Who has the lead role for developing and overseeing the corporation’s operating and capital budgets?

Process and Timing

• What process is in place for preparing the operating and capital budgets?
• How can the audit committee assist the board of directors in the processes leading up to the board’s approval of the corporate plan and, where applicable, the preparation and submission of the summaries of the approved corporate plan and budgets for tabling in Parliament?
• How does management ensure that the budgets are consistent with the goals and objectives set out in the corporate plan?

Presentation

• Are the operating and capital budgets presented in compliance with the most recent accounting standard?
• Do the operating and capital budgets encompass all of the corporation’s major businesses or activities?
• How has historical data been used in the development of the operating and capital budgets?
• Do the operating and capital budgets reflect the resources available to the corporation?

Review and Sign off

Did the chief financial officer and the president / chief executive officer review and sign-off on these budgets before they were submitted to the audit committee?

General duties

• Act as an advisor and support person to the chairperson, as requested by the chairperson.
• Become familiar with the work of the board of directors and with that of the audit committee, as well as with its mandate, objectives and issues.
• Assist the audit committee, particularly the chairperson, in developing its annual work plan.
• Help identify relevant issues for the committee through discussions with the chairperson, the senior managers involved and others.
• Assist the committee in its formal review of its committee charter, the review of the charter by the corporate governance committee (if applicable) and its annual approval by the board of directors.
• Help document the progress in implementing the committee’s work plan.
• Help the committee perform its annual self-assessment.
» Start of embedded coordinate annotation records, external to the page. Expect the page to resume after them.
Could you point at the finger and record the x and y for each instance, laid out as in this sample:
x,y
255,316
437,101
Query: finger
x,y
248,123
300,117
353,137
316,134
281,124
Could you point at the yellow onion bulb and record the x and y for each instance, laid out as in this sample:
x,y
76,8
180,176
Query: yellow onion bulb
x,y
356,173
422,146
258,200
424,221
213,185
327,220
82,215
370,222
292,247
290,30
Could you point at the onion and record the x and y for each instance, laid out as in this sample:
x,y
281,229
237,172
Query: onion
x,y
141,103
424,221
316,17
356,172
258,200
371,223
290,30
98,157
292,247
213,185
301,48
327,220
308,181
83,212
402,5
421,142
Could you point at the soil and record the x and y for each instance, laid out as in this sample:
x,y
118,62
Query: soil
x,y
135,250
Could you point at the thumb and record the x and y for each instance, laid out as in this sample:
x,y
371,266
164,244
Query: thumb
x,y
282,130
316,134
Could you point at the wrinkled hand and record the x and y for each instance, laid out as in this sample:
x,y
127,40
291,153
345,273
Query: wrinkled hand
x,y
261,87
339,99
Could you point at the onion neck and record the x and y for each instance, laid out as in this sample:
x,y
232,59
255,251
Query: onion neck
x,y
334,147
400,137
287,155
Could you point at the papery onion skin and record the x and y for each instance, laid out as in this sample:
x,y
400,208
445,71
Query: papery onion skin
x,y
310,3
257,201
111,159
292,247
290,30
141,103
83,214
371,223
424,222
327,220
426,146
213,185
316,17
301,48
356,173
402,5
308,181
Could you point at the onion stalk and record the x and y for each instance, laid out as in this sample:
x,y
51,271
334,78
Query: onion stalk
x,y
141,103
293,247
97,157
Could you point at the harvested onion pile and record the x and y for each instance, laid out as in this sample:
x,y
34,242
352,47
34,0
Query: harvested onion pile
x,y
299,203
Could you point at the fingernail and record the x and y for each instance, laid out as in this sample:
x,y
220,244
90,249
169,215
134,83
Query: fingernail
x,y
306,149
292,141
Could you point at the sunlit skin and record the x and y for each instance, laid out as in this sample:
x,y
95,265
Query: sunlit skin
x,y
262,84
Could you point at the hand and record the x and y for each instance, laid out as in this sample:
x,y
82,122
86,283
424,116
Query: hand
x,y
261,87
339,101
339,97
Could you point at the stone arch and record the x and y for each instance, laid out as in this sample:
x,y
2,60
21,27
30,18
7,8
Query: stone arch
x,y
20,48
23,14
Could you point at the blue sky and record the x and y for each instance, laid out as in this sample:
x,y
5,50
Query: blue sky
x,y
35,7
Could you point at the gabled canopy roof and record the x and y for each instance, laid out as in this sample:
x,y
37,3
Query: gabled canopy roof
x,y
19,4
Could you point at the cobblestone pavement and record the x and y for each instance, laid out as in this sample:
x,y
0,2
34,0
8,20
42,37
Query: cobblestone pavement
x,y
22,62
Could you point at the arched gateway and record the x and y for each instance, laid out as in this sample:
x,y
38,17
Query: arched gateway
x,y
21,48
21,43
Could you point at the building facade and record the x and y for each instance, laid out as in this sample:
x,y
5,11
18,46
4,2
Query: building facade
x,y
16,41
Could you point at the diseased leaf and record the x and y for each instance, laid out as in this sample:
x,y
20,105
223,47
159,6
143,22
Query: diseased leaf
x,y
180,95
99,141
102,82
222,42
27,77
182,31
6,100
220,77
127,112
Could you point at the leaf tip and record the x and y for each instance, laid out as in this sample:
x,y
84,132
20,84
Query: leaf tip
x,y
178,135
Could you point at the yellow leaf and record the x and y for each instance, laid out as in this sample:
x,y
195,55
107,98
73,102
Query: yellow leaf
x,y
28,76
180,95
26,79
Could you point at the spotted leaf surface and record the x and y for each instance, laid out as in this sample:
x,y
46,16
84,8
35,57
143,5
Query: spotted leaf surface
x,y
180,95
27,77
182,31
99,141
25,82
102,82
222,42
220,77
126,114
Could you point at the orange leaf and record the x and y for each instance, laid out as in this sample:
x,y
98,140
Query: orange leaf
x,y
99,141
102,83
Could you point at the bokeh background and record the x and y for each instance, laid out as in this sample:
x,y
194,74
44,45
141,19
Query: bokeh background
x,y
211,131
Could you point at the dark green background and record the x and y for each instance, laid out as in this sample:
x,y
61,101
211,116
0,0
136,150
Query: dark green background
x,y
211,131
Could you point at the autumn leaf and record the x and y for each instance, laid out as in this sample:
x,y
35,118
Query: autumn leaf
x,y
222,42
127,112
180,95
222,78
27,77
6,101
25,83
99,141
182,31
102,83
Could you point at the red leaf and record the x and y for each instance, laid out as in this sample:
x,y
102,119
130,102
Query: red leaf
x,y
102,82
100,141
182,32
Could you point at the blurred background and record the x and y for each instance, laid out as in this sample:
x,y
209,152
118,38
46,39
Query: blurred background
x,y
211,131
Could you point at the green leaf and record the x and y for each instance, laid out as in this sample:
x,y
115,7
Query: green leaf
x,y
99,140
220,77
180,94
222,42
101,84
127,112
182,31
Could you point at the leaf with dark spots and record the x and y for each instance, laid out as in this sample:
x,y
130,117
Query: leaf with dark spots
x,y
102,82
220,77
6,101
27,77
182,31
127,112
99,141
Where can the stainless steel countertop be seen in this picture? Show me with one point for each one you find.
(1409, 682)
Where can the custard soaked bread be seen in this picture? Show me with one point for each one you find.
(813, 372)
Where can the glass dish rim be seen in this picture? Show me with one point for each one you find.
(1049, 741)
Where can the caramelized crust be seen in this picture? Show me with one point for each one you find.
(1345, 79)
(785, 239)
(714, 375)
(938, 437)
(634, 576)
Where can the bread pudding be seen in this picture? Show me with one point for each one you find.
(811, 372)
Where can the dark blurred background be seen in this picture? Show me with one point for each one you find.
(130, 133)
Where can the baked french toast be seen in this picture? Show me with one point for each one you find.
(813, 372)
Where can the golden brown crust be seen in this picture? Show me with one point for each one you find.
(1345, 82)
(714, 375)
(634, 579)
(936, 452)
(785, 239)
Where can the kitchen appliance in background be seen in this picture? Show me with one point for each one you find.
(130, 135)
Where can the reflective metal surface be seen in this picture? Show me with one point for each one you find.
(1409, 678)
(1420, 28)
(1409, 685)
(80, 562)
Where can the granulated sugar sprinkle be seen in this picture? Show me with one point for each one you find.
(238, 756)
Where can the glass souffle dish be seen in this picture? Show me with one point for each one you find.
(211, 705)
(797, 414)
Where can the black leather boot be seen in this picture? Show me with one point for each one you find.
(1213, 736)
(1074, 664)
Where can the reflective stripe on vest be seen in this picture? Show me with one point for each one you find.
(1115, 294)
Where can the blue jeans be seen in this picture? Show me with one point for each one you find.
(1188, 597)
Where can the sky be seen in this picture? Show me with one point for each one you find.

Introducing new committee members

• Prepare an introductory briefing package for new audit committee members that includes items such as the following:
  • The audit committee’s charter;
  • The Guidelines for Audit Committees in Crown Corporations and Other Public Enterprises
  • The names of the committee members;
  • The relevant legislation to which the corporation is subject;
  • The minutes from the two previous committee meetings;
  • The approved corporate plan and budgets; and
  • Background reading material on any current committee business.
• Offer an opportunity for a personal briefing to ask any questions.
• Arrange meetings for the new member with selected members of the management team and representatives of the auditors.

Audit committee meetings

• Prepare draft meeting agendas, in consultation with the chairperson.
• Prepare and collect meeting materials.
• Prepare a briefing note outlining the issues to be discussed at the upcoming meeting.
• Take notes during meetings.
• Prepare a summary of the discussion immediately after meetings for the use of the committee chairperson at the subsequent meeting of the board of directors.
• Prepare meeting minutes for consideration by the committee’s chairperson.
• Initiate follow-up, where appropriate, by seeking relevant information and by preparing any subsequent studies, reviews or business for the chairperson.
• Liaise with senior management.
• With the approval of the chairperson, inform management, at appropriate times, about the issues the audit committee is considering and about its views and preferences in relation to those issues.
• Seek advice from senior managers about issues that should be, or are being, addressed by the committee.